Protest im Dannenröder Forst: Pianist Igor Levit unterstützt Aktivisten mit Auftritt im Wald

Homberg (Ohm) - Mit einem kurzen Auftritt direkt an der gerodeten Schneise im Dannenröder Forst in Hessen hat der preisgekrönte Pianist Igor Levit (33) am Freitag ein Zeichen gegen die Abholzungen in dem Waldstück für den Ausbau der Autobahn 49 gesetzt.

Der Pianist Igor Levit (33) spielte am Rande einer kahl geschlagenen Schneise im Dannenröder Forst.
Der Pianist Igor Levit (33) spielte am Rande einer kahl geschlagenen Schneise im Dannenröder Forst.  © Boris Roessler/dpa

Mit dem Song "Danny Boy" – ein altes irisches Volkslied – wolle er auch den Umweltschutz-Aktivisten danken, die das möglich gemacht hätten, sagte Levit.

"Ihr habt eine Situation nicht nur wach gehalten, Ihr habt sie mit neuem Leben gefüllt", sagte der Musiker, der bereits zahlreiche Auszeichungen erhielt. Trotzdem sei es ein "trauriger Tag".

Levits Spiel wurde per Lautsprecher zu den letzten verbliebenen Baumhäusern übertragen.

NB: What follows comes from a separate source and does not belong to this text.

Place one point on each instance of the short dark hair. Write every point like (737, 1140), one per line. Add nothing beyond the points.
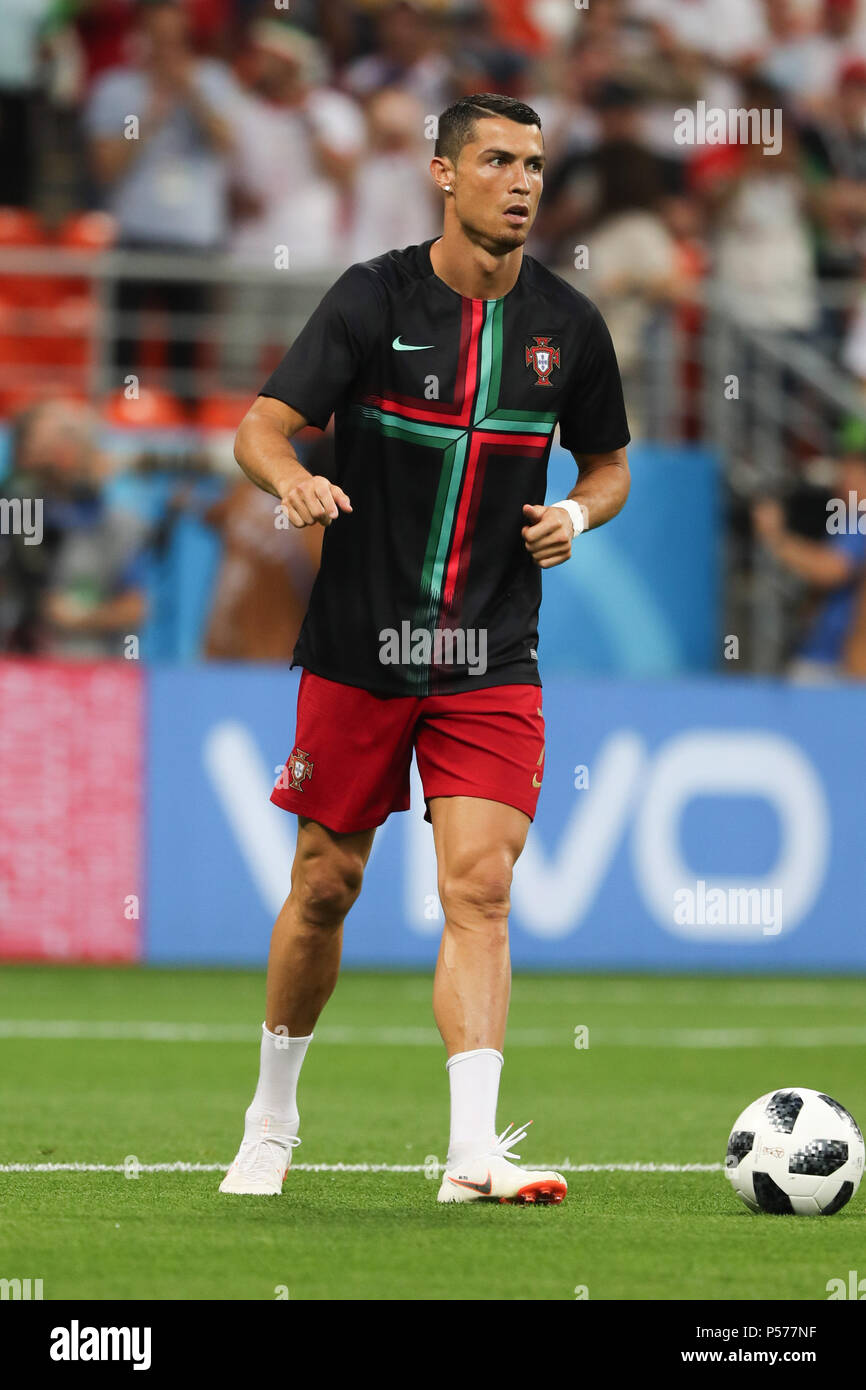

Seit mehr als einem Jahr harren Umwelt- und Klimaschützer in dem Waldstück nahe Homberg/Ohm im Vogelsbergkreis aus, um sich gegen die Rodungen zu stemmen, die mittlerweile vor dem Abschluss stehen (TAG24 berichtete).

Begleitet wurde Levit von der Klimaaktivistin Luisa Neubauer (24), die ebenfalls erklärte, die Aktion sei eine "ganz großartige Wertschätzung an die Aktivistinnen und Aktivisten, die diesen Widerstand zu dem gemacht haben, was er ist."

Die Auseinandersetzung um das Waldstück werde "schnell reduziert auf irgendeinen Konflikt zwischen Aktivisten und Polizei, aber letztendlich ist es der Versuch, Ökosysteme und unsere Lebensgrundlagen zu verteidigen, zu schützen", sagte Neubauer.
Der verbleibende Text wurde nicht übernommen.